I recently have gotten my Trilars sailing. I would like to make a few comments for others who might build one. I would like to suggest that you follow the plans and don't make changes. I have found that when I make changes, even ones that seem trivial, I later regret them. For example, when I built Trilars I made some butt blocks larger than Jim suggested on the plans. The result was a distorted bottom. In the future, I would avoid the use of butt blocks altogether on smaller boats. I would use just a layer of fiberglass on both sides of the plywood.

Another point is the use of lauan. The plywood panels are long and very narrow. It's best to fiberglass them for strength before putting them on the frames. I had some breaks in the plywood while I was trying to get the panels on the frames and stitched to each other. I just fiberglassed the panels back together (they didn't break completely through, but almost, due, I think, to voids in the middle layers).

In time, lauan starts to delaminate. I think if you coat it with epoxy, it will greatly reduce the delamination. Light weight fiberglass and epoxy on both sides would be better, but also heavier and a bit expensive. As it is now, I am already seeing some isolated spots where there is delamination on the main hull, which is a year older than the amas. I am fiberglassing the worst ones, and epoxy coating others that aren't as bad. I am hoping that my boat is not going to look like a patchwork quilt in, say, 5 years.

I managed to break the leeboard the first time I took the boat out to sail it. It was trying to take off without me, carrying my wife (who doesn't really know how to sail). I pulled the boat back hard, apparently onto sand, breaking the board. Since then, I built another board out of southern yellow pine, two layers of one half inch ply, and I added a layer of fiberglass on the outsides for strength.

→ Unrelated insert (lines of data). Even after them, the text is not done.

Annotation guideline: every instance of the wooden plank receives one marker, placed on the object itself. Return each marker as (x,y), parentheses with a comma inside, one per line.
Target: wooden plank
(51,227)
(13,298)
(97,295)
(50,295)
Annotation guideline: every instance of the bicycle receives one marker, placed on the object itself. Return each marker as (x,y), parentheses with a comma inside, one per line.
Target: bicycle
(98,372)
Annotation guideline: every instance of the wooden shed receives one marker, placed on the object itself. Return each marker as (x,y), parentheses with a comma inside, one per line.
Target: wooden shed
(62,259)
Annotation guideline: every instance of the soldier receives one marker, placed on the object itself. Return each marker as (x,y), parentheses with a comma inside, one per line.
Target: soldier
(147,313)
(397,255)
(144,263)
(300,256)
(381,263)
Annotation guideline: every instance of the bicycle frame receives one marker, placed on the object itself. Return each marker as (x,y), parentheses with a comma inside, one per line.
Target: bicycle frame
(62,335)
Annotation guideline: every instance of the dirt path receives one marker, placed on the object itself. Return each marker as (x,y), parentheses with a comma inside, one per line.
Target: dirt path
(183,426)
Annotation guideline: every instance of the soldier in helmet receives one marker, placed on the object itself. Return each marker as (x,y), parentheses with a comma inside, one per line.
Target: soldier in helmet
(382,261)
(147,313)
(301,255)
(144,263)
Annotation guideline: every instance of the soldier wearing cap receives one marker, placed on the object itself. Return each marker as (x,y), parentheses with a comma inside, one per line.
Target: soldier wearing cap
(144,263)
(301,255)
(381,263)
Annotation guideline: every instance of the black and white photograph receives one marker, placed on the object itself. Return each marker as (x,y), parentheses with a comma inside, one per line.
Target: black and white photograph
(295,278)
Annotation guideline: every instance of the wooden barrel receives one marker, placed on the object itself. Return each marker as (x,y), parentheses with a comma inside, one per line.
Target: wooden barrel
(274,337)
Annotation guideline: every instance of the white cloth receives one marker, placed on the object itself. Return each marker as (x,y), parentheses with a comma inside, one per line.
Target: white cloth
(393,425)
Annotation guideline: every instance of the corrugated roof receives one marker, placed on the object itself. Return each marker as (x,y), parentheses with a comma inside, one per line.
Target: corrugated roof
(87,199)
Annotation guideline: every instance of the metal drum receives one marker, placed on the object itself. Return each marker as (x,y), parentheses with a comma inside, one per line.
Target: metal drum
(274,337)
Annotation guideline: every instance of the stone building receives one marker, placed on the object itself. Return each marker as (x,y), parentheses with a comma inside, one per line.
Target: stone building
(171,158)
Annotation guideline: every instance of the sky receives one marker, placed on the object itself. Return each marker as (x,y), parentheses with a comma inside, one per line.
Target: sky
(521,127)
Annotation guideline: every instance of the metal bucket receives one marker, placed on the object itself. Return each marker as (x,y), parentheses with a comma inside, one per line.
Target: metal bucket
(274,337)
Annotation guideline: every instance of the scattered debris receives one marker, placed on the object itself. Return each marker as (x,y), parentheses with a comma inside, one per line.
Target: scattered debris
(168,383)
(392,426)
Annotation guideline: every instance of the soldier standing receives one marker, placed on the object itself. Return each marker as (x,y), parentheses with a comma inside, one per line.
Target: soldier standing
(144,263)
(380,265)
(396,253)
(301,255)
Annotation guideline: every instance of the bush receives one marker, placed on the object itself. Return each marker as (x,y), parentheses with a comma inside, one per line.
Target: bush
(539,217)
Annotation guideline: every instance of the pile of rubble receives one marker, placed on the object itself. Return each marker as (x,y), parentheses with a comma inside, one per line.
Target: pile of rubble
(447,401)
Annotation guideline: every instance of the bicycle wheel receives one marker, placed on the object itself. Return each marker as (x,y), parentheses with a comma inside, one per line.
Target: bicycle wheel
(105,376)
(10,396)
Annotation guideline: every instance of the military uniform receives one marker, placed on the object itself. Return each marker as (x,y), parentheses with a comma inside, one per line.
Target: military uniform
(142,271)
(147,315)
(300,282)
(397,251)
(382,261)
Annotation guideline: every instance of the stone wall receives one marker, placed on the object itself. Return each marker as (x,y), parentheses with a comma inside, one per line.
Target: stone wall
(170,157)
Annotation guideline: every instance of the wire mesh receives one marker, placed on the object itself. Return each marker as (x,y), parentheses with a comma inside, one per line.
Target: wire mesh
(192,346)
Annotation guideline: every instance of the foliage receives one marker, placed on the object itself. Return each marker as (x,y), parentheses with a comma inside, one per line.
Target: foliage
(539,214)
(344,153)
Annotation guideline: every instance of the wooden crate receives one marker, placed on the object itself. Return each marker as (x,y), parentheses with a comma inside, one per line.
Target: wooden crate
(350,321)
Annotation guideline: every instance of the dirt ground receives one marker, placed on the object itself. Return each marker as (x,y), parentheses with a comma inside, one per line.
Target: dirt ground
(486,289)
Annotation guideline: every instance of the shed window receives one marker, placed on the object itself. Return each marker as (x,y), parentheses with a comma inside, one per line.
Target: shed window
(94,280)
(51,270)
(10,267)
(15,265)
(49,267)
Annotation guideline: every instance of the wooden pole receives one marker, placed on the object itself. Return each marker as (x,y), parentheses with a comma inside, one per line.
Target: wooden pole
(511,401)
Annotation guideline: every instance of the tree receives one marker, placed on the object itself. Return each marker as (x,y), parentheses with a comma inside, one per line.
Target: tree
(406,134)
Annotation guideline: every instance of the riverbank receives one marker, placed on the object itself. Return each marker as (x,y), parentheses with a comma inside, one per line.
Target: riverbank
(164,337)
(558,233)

It is working well so far.

My wife, Maria, is handling the sheet and clowning for the camera in the first photo.

I think that the sail Jim has on the plans is fine. Other builders have used larger sails, but I don't think it is necessary. And I recently put reef points into my 59 square foot sail, just in case. I have sailed the boat in 10 to 15 mph winds and they are not a problem. But 30 mph winds may be a different matter with this sail.

This is a wet boat, and making the coaming as Jim has it in the plans might help reduce the spray. In any case, I think a spray skirt is almost mandatory with this boat.

I spent roughly $500 on the boat, and I think that makes it a bargain. It is quick and responsive. Very fast downwind and on a reach. Compared to the Piccup I had a few years back, it is fast upwind, too. I have sailed it mostly in rivers in this area, and noticed that the spray is worse when sailing upwind in shallow areas. I think this boat begs for deeper water. I have had a few problems tacking, but I think that is mostly due to my inexperience as a sailor. You need to have a little speed going into a tack, and that will carry you through.

The grumpy old man in the other photo is me.

The boat can be kept bolted together on a trailer for convenience, as it is just less than 8 feet wide. Or it could be cartopped, if you have or can make a good cartop carrier. Even so, if you use this method, it is best to have help in order to avoid putting scratches on your vehicle. The main hull is long and heavy enough to make it difficult to handle at times.